8. (Multi-) Linear Algebra#

8.1. Overview#

This lecture covers some basic linear algebra concepts and operations, that will serve as foundation for most of what follows. The goal is to provide some intuitive understanding of the concepts, without insisting on too much mathematical rigour. The most important goal is to introduce and define the concept of a tensor, without resorting to the usual mathematical definition, which is not very intuitive.

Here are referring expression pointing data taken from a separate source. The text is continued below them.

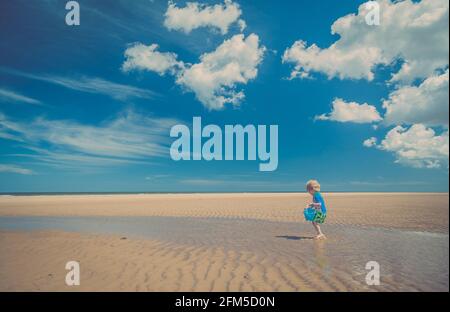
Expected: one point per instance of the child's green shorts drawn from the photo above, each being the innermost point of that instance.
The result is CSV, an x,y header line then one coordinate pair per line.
x,y
320,217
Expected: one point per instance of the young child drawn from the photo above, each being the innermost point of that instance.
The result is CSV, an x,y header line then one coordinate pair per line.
x,y
313,188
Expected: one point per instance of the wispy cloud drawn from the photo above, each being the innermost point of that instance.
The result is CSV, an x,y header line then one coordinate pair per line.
x,y
15,169
128,138
87,84
12,96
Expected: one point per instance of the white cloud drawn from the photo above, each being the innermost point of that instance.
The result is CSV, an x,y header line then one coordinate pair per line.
x,y
141,57
11,96
415,32
195,15
129,137
351,112
215,78
417,146
426,103
370,142
92,85
15,169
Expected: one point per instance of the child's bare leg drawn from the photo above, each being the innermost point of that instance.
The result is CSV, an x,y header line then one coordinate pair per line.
x,y
318,230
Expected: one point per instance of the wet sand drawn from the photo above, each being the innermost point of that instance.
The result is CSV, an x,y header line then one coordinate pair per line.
x,y
223,242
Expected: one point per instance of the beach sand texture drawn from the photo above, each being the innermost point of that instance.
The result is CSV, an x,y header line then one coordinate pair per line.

Simultaneously, the lecture also showcases some of the features of TensorKit.jl, a Julia package that is extremely well-suited for the demonstration of the concepts that are discussed.

using TensorKit

Before discussing tensor networks, it is necessary to understand what tensors are. Furthermore, before really understanding tensors, it is instructive to reiterate some basic concepts of linear algebra for the case of vectors and matrices, which are nothing but specific cases of tensors. In fact, many of the concepts and ideas that are introduced and discussed are defined in terms of thinking of tensors as vectors or matrices.

In what follows, vectors and matrices will be thought of from the viewpoint of computers, where they are represented using regular one- and two-dimensional arrays of either real or complex numbers. Nevertheless, much of the discussion can be readily generalized to arbitrary vector spaces and linear maps.

8.2. Vectors and Matrices#

In general, a vector is an object in a vector space, which can be described by a list of numbers that correspond to the components of the vector in some basis. For example, a vector in a two-dimensional space is in its most general form described by \(\vec{v} = \left[v_1, v_2\right]^T\).

As a reminder, the defining properties of vector spaces make sure that the following operations are well-defined:

  • Vectors can be added together, i.e. \(\vec{v} + \vec{w}\) is a vector.

  • Vectors can be multiplied by scalars, i.e. \(\alpha \vec{v}\) is a vector.

  • These operations behave as expected, i.e. there is a notion of associativity, commutativity, and distributivity.

Given two such vector spaces (not necessarily distinct) it is possible to define a linear map between them, which is just a function that preserves the vector space structure. In other words, a linear map \(A \colon V \rightarrow W\) maps vectors from one vector space \(V\) to another vector space \(W\). Because of the structure of vector spaces, and the requirement of linearity, such a map is completely determined by its action on the basis vectors of \(V\). This leads in a very natural way to the notion of a matrix by considering the following construction, where \(v_i\) are the components of \(\vec{v}\) and \(w_i\) are the components of \(\vec{w}\):

(8.1)#\[\begin{split}\begin{array}{rcl} A & : & V \rightarrow W\\ & & \vec{v} ↦ A(\vec{v}) \equiv \sum_j A_{ij} v_j = w_i \equiv \vec{w} \end{array}\end{split}\]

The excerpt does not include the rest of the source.